帰り道、不意に異質な雰囲気を後ろから感じたこと。全速力で逃げているときに頭の中で声が聞こえその声に従ったこと。鬼と呼ばれる怪物に投げられてから頭痛がして気が付いたらここに座っていたことを伝える。
「なるほど。今はその声聞こえるかしら。聞こえないなら呼びかけてもらっていい?」
普通なら正気を疑われるようなことを言ったのにすんなりと信じてくれた。頭の中で呼びかけてみる。おーい。おーい。しばらく試してみたが何の反応もない。
「返事がありません」
「そう。少し席を外します。食事が届くからすましておいて。トイレはそこの扉の先ね。寮にはこちらから連絡しておきます」
確かに腹が減っている。この部屋には時計も窓もないので今が何時かわからない。
食事が終わりしばらくすると先ほどの女性が部屋に入ってくる。後ろには緑髪の男性。さっき食事を持ってきてくれた人は金髪だったしすごくカラフルだ。
「名乗るのが遅くなったわね。私は大槻陽芽。こちらは佐野命隊長。討鬼府という組織に所属しています」
それからその組織と俺を襲った鬼について軽く説明してくれた。
「まずあなたを襲ったのは鬼と呼ばれる存在です。その肉体はとても強靭で例えば警察の所持している拳銃でもかすり傷を負わせることしか出来ません」
まるで漫画だ。でもそういった存在だと理解できた。アレは危険だ。恐ろしい。
「そんな怪物が存在していたら今頃ニュースに取り上げられているんじゃないですか?建物だって壊されるんじゃ」
「ごもっともな意見ね。まず鬼は鬼道を通って現世に来るわ。これは前もってわかるのでその付近を結界が張られるようになっているの。あなたも見たでしょう人のいない世界。あれが結界の中よ」
ちんぷんかんぷん。なんとなく分かるのは結界という仮の世界に鬼を閉じ込めてそこで鬼退治しているらしい。位相がどうとか空間がどうとかまったく頭に入らない。

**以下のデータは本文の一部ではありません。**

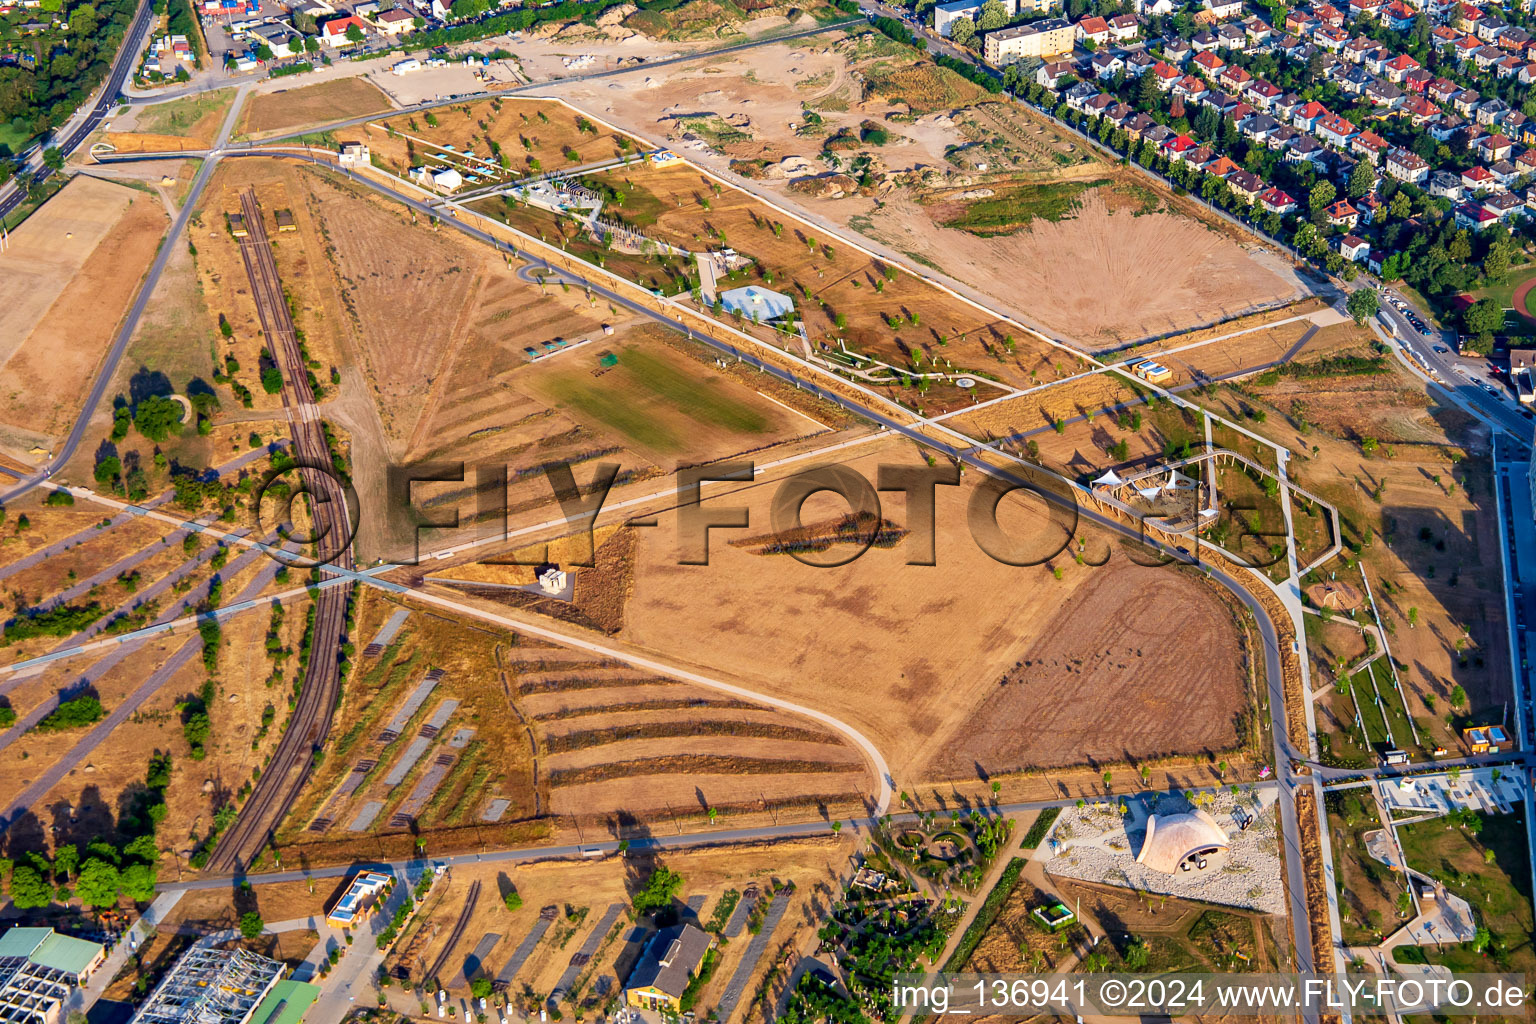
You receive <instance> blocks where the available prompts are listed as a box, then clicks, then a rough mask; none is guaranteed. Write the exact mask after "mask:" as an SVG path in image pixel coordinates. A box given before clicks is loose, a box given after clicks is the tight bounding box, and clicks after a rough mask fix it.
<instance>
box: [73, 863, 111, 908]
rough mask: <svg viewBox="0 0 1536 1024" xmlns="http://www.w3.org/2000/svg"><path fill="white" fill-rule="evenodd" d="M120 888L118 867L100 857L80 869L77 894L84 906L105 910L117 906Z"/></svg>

「結界に入る条件が霊力の高さ。あなたは不幸にもその条件を満たしてしまったらしいの」
霊力?霊感の様なものだろうか。たしかに昔から他の人には分からない気配を感じることはあった。中二病と言われるから黙っていたが。
「あなたは結界に入れるほど霊力が高く、…そして鬼を宿している。これでは残念ながら普通の生活をさせるわけにはいかないわ」
ひとまず討鬼府に行き今後の方針を決めるらしい。転居の手続きはしてくれるみたいだ。少ない友達と、保護者の叔父に連絡すれば大丈夫だろう。
「他に質問はないかしら」
ついに聞くチャンスが巡ってきた。
「あの、その。ええと、あなた達は日本人なんですか?」
大槻さんが噴き出した。
「ごめんなさい。そうよ名前の通り日本人。この髪気になるわよね。これは刀の影響なの」
なんでも体の色素に影響がでるとか。後で詳しく教えてくれるらしい。他に気になることは…。
「身の安全は11番隊が責任をもって補償する。決して無体な実験などしないよ」
今までにこにこと笑顔でこちらを見ているだけだった佐野隊長が口を挟む。そうだ鬼を討伐する組織に鬼を宿していくのだから。大丈夫なのだろうか。急に心配になった。
「それでね。一ついいかな。天邪鬼だっけ。聞きたいことがあるんだけど」
「なんだよ」
自分の意思ではなく勝手に声が出た。